Open JunsolKim opened 2 years ago
Interesting article! Also replicates what we see today with the news continuously filled with the most fringe and outlandish characters being interviewed or written about. It seems that there is a tradeoff between news networks gaining more views from publishing crazy fringe ideas, and the more boring—yet accurate—news coverage.
I enjoyed the author's ecological perspective! My question is about sampling: the author sampled from 3 sources, but how to evaluate whether the sample is 'good/representative' enough of the discursive field?
I think one shortcoming of the software search is that it can directly find what we defined as "Islam" and "Muslims", but may systematically ignore the shared and overlapping but nuanced histories such as things related to "Arab", “Palestinian,” or “Lebanese", which are also the same content we should pay attention to.

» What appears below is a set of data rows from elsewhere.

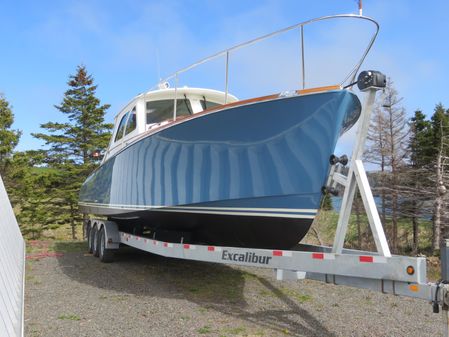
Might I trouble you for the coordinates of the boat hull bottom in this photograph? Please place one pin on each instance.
(220, 230)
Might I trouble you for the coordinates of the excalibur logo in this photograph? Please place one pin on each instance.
(247, 257)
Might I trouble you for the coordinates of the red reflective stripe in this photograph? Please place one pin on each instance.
(366, 258)
(319, 256)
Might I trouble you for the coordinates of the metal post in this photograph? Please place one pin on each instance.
(176, 97)
(357, 177)
(445, 321)
(227, 77)
(302, 59)
(445, 260)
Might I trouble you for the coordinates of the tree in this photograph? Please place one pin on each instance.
(8, 138)
(32, 193)
(388, 148)
(71, 143)
(440, 127)
(421, 155)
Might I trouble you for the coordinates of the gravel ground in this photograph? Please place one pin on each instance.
(142, 294)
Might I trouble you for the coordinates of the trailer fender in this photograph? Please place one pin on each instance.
(112, 234)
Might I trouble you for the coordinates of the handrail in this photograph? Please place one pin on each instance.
(351, 75)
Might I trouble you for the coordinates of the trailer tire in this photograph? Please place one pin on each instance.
(89, 234)
(105, 255)
(94, 236)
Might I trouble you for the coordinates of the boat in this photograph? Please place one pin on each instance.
(198, 165)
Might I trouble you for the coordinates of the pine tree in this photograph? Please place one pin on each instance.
(71, 143)
(8, 138)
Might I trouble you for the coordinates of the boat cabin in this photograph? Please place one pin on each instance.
(151, 110)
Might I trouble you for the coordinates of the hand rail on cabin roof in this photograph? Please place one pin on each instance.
(227, 52)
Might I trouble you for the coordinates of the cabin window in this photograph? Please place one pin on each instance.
(159, 111)
(131, 124)
(205, 104)
(121, 127)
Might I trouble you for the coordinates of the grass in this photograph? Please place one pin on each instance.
(50, 246)
(205, 329)
(325, 225)
(70, 317)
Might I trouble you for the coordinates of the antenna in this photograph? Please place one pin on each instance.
(158, 65)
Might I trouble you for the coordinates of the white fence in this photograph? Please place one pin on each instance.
(12, 270)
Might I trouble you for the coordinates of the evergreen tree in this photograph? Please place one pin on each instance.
(32, 193)
(71, 143)
(8, 138)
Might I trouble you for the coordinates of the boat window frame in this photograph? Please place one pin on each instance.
(120, 133)
(130, 113)
(170, 103)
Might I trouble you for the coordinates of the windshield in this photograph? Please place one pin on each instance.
(159, 111)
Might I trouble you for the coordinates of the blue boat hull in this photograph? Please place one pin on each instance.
(247, 175)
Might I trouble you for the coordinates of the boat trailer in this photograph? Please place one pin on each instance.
(379, 271)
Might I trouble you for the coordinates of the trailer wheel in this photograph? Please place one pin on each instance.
(94, 236)
(105, 255)
(89, 238)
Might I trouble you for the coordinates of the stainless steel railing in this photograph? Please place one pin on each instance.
(349, 78)
(12, 270)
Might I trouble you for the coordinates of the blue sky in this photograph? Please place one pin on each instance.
(127, 44)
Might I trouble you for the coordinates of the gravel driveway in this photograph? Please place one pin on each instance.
(140, 294)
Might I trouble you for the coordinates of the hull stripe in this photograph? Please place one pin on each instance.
(274, 212)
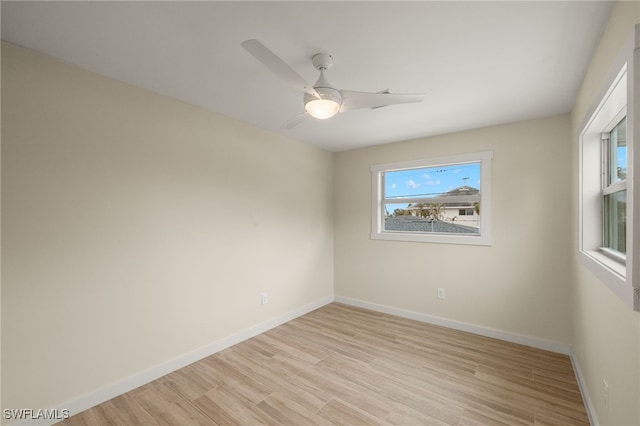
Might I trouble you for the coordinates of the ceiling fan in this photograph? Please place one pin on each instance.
(323, 100)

I really like Bail's papers since he does not use very sophisticated methods but proposes fascinating theories. Here, I'm concerned about how he coded "fear or anger." Probably by using models like BERT, as well as social media data like Reddit or Twitter, Bail can scale up his research and conclude more about organizations' behaviors.

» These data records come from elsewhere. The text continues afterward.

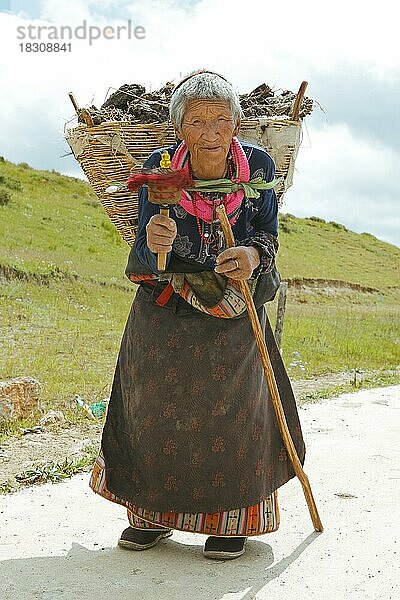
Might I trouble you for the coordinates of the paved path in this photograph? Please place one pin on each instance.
(58, 542)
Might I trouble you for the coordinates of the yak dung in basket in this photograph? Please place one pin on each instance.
(111, 150)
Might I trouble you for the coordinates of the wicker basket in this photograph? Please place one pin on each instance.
(110, 151)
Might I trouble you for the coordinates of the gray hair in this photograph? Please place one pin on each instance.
(202, 85)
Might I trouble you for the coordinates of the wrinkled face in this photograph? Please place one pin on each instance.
(208, 129)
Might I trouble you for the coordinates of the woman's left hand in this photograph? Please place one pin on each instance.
(238, 262)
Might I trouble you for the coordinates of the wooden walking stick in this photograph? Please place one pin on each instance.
(269, 374)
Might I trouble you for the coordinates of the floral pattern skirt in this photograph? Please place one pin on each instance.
(190, 427)
(258, 519)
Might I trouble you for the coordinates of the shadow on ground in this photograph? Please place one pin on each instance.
(171, 570)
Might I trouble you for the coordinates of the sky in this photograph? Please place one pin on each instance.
(347, 51)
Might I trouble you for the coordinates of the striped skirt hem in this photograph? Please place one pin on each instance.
(257, 519)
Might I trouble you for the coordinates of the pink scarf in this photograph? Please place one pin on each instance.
(204, 207)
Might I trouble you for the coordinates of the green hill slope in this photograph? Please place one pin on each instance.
(64, 297)
(54, 224)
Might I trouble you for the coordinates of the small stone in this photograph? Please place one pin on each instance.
(19, 398)
(53, 416)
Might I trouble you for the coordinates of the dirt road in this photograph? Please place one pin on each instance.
(59, 542)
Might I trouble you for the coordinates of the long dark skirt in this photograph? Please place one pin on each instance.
(190, 425)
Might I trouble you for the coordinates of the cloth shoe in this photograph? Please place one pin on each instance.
(224, 548)
(140, 539)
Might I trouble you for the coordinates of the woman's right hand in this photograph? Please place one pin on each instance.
(161, 232)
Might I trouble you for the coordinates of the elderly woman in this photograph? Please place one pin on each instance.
(190, 440)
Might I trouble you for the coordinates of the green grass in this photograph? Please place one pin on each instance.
(64, 298)
(312, 248)
(52, 472)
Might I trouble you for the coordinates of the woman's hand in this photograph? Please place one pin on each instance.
(238, 262)
(161, 232)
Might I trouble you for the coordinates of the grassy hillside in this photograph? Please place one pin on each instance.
(64, 297)
(54, 224)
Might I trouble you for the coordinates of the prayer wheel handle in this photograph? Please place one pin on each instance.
(298, 101)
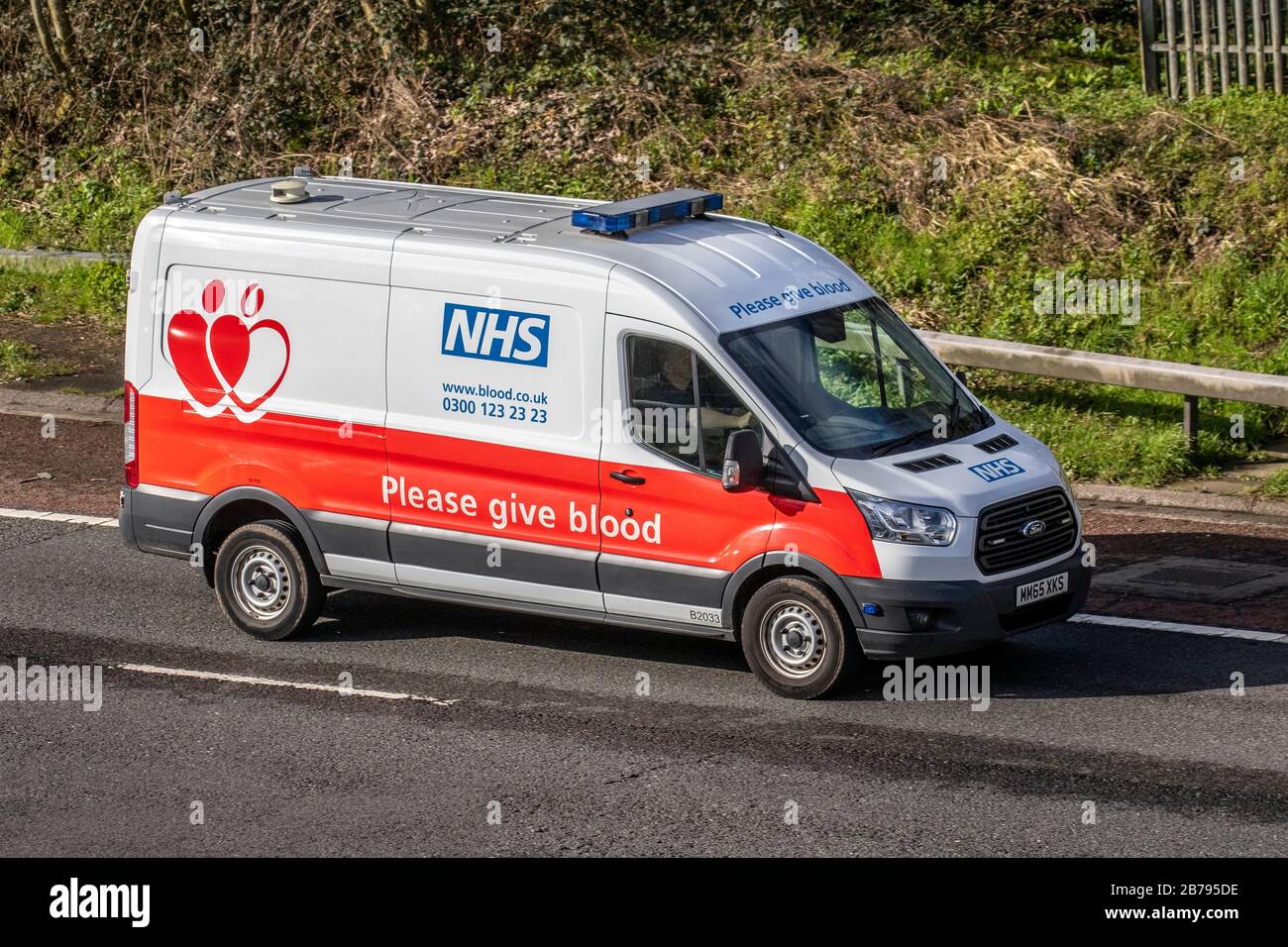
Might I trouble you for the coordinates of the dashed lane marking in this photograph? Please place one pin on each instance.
(1206, 630)
(56, 517)
(294, 684)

The author studied a tragic event and the display of fear and/or anger of fringed organizations. I wonder if we can further study the level of "tragic" and the power of emotions? For instance, if there's an earthquake with no casualties, will the effect of "fear and anger" be less significant for fringe organizations?

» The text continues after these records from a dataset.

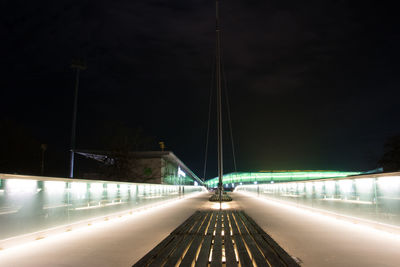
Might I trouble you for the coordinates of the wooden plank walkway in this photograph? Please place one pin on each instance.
(218, 238)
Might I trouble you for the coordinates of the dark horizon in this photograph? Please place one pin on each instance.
(311, 85)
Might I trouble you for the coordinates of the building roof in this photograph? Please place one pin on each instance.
(106, 157)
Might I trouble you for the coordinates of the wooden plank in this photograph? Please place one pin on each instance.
(187, 225)
(205, 224)
(216, 260)
(234, 229)
(244, 258)
(202, 260)
(162, 257)
(230, 258)
(252, 246)
(196, 227)
(211, 227)
(154, 252)
(191, 253)
(178, 253)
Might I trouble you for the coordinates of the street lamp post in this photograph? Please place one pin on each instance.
(78, 65)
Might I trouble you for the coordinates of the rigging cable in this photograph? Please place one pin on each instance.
(225, 84)
(209, 119)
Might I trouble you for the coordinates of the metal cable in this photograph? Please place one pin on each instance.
(209, 119)
(224, 80)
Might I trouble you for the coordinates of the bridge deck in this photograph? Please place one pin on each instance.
(224, 237)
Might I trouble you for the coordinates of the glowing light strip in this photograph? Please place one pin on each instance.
(277, 176)
(20, 241)
(388, 228)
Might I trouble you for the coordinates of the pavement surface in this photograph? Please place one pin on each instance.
(318, 240)
(119, 242)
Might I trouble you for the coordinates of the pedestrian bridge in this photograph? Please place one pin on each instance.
(351, 221)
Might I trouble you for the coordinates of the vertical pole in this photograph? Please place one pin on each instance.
(219, 101)
(73, 132)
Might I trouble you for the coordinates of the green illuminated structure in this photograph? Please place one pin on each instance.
(276, 176)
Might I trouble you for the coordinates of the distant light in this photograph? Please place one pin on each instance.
(21, 186)
(181, 173)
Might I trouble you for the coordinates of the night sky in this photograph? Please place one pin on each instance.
(312, 85)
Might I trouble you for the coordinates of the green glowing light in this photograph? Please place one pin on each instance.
(282, 176)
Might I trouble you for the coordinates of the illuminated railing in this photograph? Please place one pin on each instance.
(31, 204)
(373, 198)
(277, 176)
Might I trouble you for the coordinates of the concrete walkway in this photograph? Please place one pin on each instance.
(114, 243)
(319, 240)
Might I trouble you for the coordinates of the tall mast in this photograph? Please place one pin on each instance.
(219, 99)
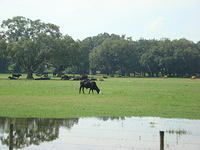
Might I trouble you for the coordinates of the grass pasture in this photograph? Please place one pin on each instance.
(171, 97)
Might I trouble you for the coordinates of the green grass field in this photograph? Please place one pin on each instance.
(171, 97)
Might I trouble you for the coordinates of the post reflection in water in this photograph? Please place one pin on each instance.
(109, 133)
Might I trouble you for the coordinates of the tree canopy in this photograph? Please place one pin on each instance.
(26, 45)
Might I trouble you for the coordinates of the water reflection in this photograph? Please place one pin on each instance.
(109, 133)
(26, 132)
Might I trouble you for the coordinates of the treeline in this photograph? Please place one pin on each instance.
(31, 46)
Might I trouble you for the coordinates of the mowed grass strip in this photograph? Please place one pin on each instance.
(177, 98)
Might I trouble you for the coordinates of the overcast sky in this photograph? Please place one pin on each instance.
(173, 19)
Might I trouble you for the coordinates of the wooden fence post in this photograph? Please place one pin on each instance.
(161, 140)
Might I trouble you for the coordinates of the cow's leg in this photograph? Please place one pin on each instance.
(83, 90)
(80, 89)
(89, 91)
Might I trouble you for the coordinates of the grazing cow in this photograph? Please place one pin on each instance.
(88, 84)
(16, 75)
(12, 78)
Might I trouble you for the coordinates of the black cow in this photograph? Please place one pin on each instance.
(16, 75)
(88, 84)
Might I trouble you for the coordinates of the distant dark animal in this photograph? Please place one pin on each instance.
(16, 75)
(88, 84)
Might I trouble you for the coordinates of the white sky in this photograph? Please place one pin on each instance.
(147, 19)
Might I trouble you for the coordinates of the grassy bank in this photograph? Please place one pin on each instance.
(178, 98)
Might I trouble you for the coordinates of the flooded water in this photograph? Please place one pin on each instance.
(103, 133)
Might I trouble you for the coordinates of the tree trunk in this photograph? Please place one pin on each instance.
(29, 75)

I also had the same question about the selection of data--how do we claim our data choice in event study (such as this paper) is representative and "adequate" for the whole incident? But overall this paper is really well written!
I understand the relation between media and civil society organizations but it is still unclear stories behind this phenomena. I think this is because the paper is missing one important agent, consumers.
Post questions here for this week's exemplary readings: 1. Bail, Christopher .A. 2012. “The fringe effect: Civil society organizations and the evolution of media discourse about Islam since the September 11th attacks.” American Sociological Review 77(6):855-879.